Editor’s Note: The ACRL Member of the Week feature is taking a brief hiatus so we can profile the 2012 ACRL Board of Directors candidates. We’ll feature one candidate a day from March 12 – 19 in the order they appear on the ballot. Complete details on candidates for ACRL offices are available on the election website. Make sure to vote for the candidates of your choice starting March 19. Member of the Week will return on March 26.
Charles E. Kratz is Dean of the Library and Information Fluency at the University of Scranton Weinberg Memorial Library in Scranton, PA. Charles has been an ACRL member since 1985 and is a 2012 candidate for the ACRL Board of Directors as Director-at-Large.
1. Describe yourself in three words: Leader, Mentor, Entrepreneur.
3. Describe ACRL in three words: Learning, Leadership, Innovation.
4. Why do you value most about ACRL? Five things come to mind: I value the quality continuing education ACRL provides for its members. I value ACRL’s strong commitment to developing standards for academic libraries. I value the role that ACRL continues to play in ensuring that scholarly communication embraces wide access, fair pricing, permanence, and fair use. I value ACRL’s promotion of diversity and inclusion within the library profession. And I value the ACRL’s dedication to the promotion of networking among libraries and their staffs and between ACRL national and the ACRL chapters.
5. What do you value about academic or research librarianship? I value that as the “heart of the university,” libraries and their staffs commit strongly to supporting teaching and lifelong learning through a culture of excellence, innovation, and assessment.

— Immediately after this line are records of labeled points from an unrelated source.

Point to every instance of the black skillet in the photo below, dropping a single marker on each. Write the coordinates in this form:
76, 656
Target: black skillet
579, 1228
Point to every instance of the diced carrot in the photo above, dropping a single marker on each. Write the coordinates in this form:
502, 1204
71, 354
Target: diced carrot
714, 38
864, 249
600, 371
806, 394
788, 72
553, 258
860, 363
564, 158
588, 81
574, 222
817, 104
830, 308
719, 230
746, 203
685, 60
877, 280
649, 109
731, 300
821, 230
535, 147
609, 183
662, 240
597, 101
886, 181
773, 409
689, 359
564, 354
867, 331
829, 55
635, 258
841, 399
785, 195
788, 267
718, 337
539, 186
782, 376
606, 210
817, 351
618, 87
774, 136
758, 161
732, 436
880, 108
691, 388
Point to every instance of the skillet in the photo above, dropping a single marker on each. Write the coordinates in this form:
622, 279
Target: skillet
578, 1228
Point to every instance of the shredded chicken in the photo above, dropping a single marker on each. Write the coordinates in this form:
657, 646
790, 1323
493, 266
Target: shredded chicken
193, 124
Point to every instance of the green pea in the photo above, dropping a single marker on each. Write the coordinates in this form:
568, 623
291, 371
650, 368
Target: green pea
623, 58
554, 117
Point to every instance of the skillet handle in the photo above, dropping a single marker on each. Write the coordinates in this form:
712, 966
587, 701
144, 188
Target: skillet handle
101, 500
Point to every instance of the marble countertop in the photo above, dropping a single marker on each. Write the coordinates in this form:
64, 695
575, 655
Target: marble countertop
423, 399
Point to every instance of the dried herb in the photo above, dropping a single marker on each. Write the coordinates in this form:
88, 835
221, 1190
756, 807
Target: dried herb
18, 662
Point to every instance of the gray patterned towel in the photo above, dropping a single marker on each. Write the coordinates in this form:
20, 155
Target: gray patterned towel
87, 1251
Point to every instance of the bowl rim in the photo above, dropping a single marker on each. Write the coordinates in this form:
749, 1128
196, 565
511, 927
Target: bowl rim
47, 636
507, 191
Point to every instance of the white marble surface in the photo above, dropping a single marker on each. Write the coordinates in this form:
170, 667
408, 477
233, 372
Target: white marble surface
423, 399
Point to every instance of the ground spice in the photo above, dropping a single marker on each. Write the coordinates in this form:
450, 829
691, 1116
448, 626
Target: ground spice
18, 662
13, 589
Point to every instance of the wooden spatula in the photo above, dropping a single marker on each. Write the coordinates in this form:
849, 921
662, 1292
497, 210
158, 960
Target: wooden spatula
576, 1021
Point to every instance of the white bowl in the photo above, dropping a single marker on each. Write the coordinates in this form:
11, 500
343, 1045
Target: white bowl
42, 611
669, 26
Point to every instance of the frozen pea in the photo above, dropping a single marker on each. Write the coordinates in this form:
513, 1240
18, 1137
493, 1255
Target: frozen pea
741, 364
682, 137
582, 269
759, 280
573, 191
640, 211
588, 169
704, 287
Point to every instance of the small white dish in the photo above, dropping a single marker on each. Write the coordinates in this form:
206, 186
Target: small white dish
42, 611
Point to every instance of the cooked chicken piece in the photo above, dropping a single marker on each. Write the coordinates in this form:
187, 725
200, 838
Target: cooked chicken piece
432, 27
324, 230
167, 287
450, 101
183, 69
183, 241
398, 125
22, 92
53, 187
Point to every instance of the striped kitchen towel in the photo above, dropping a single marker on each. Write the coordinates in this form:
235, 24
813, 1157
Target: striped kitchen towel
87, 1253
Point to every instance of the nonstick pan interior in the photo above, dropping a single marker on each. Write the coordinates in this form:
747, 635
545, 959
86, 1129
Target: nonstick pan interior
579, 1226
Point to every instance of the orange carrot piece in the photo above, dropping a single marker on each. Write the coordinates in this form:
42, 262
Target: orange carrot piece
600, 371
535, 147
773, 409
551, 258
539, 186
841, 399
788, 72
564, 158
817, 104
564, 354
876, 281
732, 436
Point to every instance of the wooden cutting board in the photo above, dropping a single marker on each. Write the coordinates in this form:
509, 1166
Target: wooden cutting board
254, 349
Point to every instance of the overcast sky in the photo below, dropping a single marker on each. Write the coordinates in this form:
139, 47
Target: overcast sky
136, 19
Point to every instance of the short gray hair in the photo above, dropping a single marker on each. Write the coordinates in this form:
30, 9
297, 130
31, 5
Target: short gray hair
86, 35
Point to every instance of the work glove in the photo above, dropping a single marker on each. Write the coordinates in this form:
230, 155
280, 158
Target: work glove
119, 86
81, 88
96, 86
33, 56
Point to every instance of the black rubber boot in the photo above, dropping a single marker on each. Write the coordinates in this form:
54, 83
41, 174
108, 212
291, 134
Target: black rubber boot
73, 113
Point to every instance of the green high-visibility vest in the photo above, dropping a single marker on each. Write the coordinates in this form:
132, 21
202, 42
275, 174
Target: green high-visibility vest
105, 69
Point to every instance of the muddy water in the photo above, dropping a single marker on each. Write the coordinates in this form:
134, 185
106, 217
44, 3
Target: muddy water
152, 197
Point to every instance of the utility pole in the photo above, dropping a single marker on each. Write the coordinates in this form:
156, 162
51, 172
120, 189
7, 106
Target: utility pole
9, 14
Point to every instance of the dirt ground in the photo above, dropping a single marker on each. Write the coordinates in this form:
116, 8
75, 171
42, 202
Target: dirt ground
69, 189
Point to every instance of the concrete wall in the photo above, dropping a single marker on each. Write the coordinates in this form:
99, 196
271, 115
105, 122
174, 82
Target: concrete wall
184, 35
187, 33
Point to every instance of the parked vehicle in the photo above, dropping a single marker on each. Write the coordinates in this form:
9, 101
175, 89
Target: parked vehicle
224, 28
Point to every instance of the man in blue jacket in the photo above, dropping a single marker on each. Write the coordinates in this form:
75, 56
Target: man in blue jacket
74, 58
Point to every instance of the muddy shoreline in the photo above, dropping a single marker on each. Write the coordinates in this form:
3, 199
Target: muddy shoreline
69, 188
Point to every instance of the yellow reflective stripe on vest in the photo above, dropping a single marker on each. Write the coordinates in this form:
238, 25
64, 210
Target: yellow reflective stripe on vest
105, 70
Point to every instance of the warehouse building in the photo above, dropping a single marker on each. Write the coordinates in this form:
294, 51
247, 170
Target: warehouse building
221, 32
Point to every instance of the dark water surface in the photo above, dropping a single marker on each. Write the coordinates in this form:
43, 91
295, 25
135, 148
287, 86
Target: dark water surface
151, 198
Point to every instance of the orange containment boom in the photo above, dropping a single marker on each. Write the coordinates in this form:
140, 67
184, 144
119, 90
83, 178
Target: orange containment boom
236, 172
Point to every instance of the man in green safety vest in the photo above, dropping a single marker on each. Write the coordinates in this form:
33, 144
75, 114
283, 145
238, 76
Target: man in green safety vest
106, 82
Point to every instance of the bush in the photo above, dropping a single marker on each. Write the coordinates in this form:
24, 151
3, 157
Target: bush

6. In your own words: Throughout my career as an academic librarian, I have been dedicated to meeting the rapidly changing roles of academic libraries, to being a strong advocate for academic libraries, and to placing libraries and librarians at the top of the educational agenda. I am passionate about changing the world of scholarly communication; promoting legislative advocacy for academic libraries; educating our users and partners about the critical roles academic libraries play in today’s society; ensuring that our staffs have the best continuing education opportunities; mentoring future library leaders of our profession; strengthening diversity within our profession; developing policies to promote information literacy, access and service; and committing to a strong defense of our users’ intellectual freedom rights.

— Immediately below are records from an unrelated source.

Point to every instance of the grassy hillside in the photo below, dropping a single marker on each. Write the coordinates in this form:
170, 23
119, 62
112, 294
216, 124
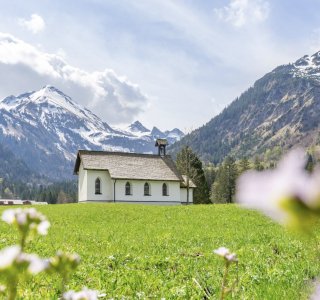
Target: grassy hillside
132, 251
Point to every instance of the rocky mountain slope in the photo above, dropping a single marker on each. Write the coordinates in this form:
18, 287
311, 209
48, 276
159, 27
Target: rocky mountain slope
282, 109
46, 128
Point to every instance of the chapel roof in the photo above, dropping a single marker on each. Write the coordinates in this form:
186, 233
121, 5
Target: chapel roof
123, 165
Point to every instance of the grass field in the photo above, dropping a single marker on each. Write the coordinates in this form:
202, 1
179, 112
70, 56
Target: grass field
135, 251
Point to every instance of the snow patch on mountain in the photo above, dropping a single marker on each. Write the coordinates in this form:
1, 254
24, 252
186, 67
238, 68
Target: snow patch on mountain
48, 127
308, 66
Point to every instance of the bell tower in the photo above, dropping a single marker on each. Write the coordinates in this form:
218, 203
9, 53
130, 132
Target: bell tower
161, 144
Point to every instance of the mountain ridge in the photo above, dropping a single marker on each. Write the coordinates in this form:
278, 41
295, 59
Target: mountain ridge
281, 110
45, 129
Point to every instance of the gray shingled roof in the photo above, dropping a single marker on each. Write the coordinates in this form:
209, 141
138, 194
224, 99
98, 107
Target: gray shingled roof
129, 165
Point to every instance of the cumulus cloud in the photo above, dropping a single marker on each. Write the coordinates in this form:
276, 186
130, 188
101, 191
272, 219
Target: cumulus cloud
35, 24
24, 67
315, 40
241, 12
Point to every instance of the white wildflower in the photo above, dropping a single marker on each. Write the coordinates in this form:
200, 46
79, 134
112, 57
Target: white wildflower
270, 191
222, 251
316, 293
8, 256
85, 294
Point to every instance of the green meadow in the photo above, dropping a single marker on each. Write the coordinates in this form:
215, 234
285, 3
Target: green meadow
154, 252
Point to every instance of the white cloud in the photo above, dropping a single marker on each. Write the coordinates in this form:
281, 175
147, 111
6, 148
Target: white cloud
242, 12
315, 40
35, 24
110, 96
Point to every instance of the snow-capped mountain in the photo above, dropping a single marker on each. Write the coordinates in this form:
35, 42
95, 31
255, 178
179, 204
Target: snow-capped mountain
46, 128
308, 67
280, 111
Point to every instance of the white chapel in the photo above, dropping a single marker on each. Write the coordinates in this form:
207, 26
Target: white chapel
105, 176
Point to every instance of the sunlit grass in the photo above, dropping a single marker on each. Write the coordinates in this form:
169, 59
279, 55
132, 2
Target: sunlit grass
132, 251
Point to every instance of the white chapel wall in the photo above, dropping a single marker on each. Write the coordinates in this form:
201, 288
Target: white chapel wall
137, 191
82, 184
106, 185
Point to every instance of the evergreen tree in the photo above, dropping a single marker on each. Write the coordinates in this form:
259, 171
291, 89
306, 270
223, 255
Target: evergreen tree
257, 164
244, 165
310, 163
223, 189
190, 165
210, 173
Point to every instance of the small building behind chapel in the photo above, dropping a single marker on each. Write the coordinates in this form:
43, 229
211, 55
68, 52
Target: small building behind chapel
105, 176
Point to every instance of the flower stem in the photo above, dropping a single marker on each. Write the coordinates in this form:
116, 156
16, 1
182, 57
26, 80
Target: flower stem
224, 281
12, 287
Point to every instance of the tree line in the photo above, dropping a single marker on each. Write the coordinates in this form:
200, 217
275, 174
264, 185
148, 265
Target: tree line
217, 183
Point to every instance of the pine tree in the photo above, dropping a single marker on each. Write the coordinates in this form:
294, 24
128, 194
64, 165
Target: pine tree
223, 189
190, 165
310, 163
244, 165
257, 164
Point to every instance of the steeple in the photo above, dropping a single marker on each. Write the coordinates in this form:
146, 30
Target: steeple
161, 144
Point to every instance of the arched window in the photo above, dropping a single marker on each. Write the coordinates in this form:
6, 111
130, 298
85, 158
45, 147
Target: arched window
128, 188
165, 190
98, 186
147, 189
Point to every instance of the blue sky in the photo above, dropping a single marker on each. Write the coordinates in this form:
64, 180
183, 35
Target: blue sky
166, 63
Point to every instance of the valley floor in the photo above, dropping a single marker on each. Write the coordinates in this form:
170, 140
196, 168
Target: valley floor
143, 252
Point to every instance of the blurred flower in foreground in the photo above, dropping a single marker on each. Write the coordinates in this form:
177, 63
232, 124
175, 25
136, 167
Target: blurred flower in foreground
85, 294
288, 194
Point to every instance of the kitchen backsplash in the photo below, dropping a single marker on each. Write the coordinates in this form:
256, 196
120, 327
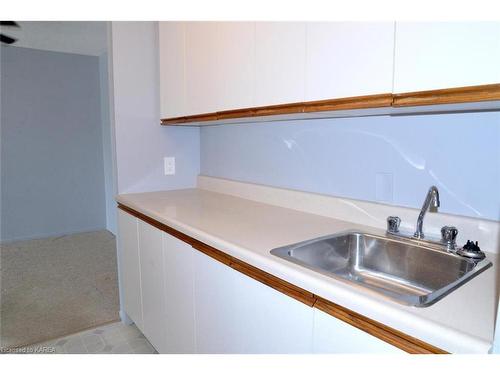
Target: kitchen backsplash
390, 159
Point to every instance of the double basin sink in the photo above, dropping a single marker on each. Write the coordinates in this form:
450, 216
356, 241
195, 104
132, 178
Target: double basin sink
407, 271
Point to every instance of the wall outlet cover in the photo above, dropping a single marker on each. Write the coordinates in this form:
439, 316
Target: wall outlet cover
169, 165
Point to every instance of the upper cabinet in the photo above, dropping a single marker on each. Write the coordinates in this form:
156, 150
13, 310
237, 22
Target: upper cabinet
347, 59
172, 69
226, 70
202, 83
438, 55
235, 54
280, 55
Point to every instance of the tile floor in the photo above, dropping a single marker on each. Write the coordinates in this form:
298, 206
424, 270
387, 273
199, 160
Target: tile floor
114, 338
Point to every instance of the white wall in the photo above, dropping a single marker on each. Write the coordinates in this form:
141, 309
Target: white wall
141, 143
107, 148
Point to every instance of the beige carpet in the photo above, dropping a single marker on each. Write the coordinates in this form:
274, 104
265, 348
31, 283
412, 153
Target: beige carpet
57, 286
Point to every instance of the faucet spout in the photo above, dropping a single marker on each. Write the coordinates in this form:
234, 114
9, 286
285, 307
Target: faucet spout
431, 203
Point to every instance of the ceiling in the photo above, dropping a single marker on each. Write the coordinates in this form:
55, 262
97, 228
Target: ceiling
85, 38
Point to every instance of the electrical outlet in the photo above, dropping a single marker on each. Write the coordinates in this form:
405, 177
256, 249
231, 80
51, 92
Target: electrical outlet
169, 165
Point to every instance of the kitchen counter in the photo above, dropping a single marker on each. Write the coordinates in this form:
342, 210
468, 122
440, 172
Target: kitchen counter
462, 322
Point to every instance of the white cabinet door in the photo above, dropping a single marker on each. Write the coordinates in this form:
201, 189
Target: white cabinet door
202, 86
130, 275
280, 54
349, 59
332, 335
172, 75
179, 295
236, 314
215, 319
152, 282
269, 321
235, 51
434, 55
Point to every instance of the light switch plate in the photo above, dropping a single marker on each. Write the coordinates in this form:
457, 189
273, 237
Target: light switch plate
169, 165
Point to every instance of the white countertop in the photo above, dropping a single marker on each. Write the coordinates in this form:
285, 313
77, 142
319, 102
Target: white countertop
462, 322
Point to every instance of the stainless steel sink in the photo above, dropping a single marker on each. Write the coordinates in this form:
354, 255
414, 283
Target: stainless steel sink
407, 271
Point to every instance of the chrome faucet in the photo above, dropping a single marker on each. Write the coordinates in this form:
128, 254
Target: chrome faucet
431, 203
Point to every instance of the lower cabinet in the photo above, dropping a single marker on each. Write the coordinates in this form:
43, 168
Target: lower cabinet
236, 314
179, 321
152, 283
130, 272
186, 302
332, 335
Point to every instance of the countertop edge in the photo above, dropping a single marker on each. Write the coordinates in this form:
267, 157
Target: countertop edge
422, 329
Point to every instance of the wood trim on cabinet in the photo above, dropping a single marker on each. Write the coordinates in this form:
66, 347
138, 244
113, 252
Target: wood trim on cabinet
455, 95
448, 96
355, 102
385, 333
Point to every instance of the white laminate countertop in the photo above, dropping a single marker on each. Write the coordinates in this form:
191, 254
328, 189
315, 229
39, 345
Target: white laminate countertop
462, 322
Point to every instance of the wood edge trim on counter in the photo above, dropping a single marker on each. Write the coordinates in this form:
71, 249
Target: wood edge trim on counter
409, 99
448, 96
394, 337
385, 333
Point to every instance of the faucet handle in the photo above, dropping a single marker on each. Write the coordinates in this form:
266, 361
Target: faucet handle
393, 224
448, 236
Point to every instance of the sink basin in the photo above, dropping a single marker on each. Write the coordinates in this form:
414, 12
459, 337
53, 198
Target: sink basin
407, 271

Libraries must be seen as part of the solution not the problem. We need to emphasize strategies that highlight the successes of our libraries and bring visibility to what we do well and to our values. Finally, for me as an academic librarian, it is critical that we advocate for public policy, legislation, and institutional change that can enhance the values and contributions we make to learning, teaching, and research.